Welcome to Outlaw Group, Inc.'s Blog designed specifically for the Business Owner. Each week I will be providing vital information for your business, regardless of size. I would like to start this blog off with a timely article on re-engineering your company. Is it for you? As a part of this blog, I would welcome feedback, questions and concerns! Please feel free to email me with any issues you are facing as a business owner and we'll address them.
Is Re-engineering for You?
Many people view re-engineering as a ”quick fix” or “cure-all.” Some see it as a politically correct term for lay-offs and downsizing.
Many businesses are finding that they cannot “cut their way to growth.” They continue trying to take the expenses out of the business, when lack of sales or declining margins is the real source of lack of income. While they may be able to improve the bottom line once by reducing staff and cutting costs, it only has a short-term effect. Human assets, once lost do not return.
Expenses can only be cut so far until they begin to hurt current operations, new product development, marketing, and even customer satisfaction. Reducing expenses in critical areas may have a short-term effect, but in many cases it speeds the downward spiral and dooms the company to even more difficult times in the long run.
Re-engineering was espoused by Michael Hammer and James Champy in their book Re-engineering the Corporation. They focused on the customer and suggested that processes be re-engineered to make them easier and more effective in serving the customer. The by-product of this improved process was to be increased customer satisfaction and reduced cost. On many this message was lost.
When companies attempt to implement a re-engineering project on their own, many miss the mark and the results are disastrous. Some simply reduce their staff and operations, without developing ways to do the work more efficiently, causing their people, the work, and the customer to suffer.
The most critical and costly mistake is the assumption that what is being done is right and the customer wants it. Many fail to ask what the customer values and wants. You cannot remove enough cost to make an unneeded operation profitable!
Instead of re-engineering, a better approach is to use Results Engineering, especially with small and medium sized or “nitch companies.” Start at the beginning and ask the strategic questions: What business am I in? What does the customer value? What is the customer willing to pay for?
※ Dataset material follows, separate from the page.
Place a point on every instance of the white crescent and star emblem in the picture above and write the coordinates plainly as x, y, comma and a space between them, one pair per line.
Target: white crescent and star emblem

How much is the customer willing to pay?
Companies like Nike have found that they don’t have to build a better shoe or even a less costly shoe. They found out what shoes their customers wanted, and what they were willing to pay for them. Then they engineered their results by determining how to build that shoe, in the quantity needed, to produce the results they wanted.
Companies using Results Engineering have a wonderful opportunity to be more responsive to their marketplace and even to exploit opportunities by entering new market segments.
If you or your organization is contemplating change, or if it is already underway, make sure it is done well. Your organization’s future health will depend on it.